Colombia reacciona ante Maduro
miércoles 21 de octubre de 2015, 09:54h
Desde que Nicolás Maduro cerrase unilateralmente la frontera con Colombia, 22.000 colombianos se han visto obligados a retornar a su país. Además, hay casi 1.500 familias divididas, y el trato que se les dispensa a los que se han visto obligados a quedarse en Venezuela llega al punto de negarles la cartilla de racionamiento o demoler sus casas.
Frente a esta actitud, el Gobierno colombiano ha reaccionado con la adopción de varias medidas para favorecer la reunificación familiar, entre ellas la nacionalización de cónyuges venezolanos casados con ciudadanos colombianos, así como la asistencia consular para la reunificación de menores que hubieran sido separados de uno o ambos progenitores.

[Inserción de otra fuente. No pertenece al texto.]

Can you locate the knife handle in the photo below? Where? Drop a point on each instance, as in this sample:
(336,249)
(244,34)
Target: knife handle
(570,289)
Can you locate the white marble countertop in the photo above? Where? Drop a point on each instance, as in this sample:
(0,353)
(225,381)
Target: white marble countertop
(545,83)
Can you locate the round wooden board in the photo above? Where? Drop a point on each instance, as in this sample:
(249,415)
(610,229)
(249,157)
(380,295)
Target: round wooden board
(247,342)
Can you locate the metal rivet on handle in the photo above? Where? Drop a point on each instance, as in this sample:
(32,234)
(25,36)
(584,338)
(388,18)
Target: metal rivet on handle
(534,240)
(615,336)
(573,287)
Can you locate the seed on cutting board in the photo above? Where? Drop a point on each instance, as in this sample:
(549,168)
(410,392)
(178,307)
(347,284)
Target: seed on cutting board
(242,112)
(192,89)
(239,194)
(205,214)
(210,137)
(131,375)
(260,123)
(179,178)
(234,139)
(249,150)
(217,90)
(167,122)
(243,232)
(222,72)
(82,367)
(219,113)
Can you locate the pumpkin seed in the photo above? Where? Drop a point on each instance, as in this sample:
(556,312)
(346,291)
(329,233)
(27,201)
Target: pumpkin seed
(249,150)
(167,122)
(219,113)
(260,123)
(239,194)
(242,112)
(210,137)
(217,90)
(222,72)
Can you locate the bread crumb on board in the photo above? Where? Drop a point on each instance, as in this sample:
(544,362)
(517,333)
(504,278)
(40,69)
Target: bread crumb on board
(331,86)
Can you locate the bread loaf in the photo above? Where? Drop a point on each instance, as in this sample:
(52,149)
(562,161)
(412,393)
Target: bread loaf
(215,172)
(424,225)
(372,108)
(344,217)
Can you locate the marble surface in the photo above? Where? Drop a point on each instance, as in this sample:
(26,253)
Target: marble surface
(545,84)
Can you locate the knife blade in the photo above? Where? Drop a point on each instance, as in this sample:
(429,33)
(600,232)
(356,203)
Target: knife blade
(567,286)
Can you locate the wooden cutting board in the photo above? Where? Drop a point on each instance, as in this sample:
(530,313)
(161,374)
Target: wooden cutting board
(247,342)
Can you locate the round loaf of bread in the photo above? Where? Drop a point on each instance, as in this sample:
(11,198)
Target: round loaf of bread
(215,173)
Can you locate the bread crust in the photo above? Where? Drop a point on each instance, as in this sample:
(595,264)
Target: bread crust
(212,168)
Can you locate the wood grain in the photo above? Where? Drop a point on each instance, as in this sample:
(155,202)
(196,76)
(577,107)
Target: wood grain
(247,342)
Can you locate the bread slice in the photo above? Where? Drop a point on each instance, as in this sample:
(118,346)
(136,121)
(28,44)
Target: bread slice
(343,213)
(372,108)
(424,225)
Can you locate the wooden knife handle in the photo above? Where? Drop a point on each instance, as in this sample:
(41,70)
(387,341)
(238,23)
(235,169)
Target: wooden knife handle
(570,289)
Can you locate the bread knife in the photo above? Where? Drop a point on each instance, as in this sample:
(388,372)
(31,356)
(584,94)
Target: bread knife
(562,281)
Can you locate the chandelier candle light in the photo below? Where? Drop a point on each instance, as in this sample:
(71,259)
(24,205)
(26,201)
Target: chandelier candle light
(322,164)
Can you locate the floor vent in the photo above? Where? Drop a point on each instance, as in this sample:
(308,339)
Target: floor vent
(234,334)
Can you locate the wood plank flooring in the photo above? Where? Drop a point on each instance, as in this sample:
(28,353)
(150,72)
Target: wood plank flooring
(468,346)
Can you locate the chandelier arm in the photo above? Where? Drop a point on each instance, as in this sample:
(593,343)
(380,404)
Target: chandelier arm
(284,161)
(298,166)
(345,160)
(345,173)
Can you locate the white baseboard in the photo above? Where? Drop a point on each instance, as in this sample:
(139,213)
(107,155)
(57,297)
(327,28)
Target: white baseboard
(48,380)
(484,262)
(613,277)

Son dos formas de hacer política. Maduro ha recurrido a fomentar la tensión con su vecino deportando a miles de colombianos -cuyos bienes eran previamente confiscados y sus casas demolidas- y militarizando la frontera para distraer la atención sobre la grave crisis a todos los niveles que padece Venezuela. Santos, por su parte, evita las provocaciones en la medida de lo posible y se dedica a intentar solventar los problemas que le vienen desde el lado venezolano. Lo peor es que el nefasto horizonte electoral que le pronostican a Maduro las encuestas sugiere que el dictador chavista seguirá creando conflictos para distraer a una ciudadanía cada vez más al límite.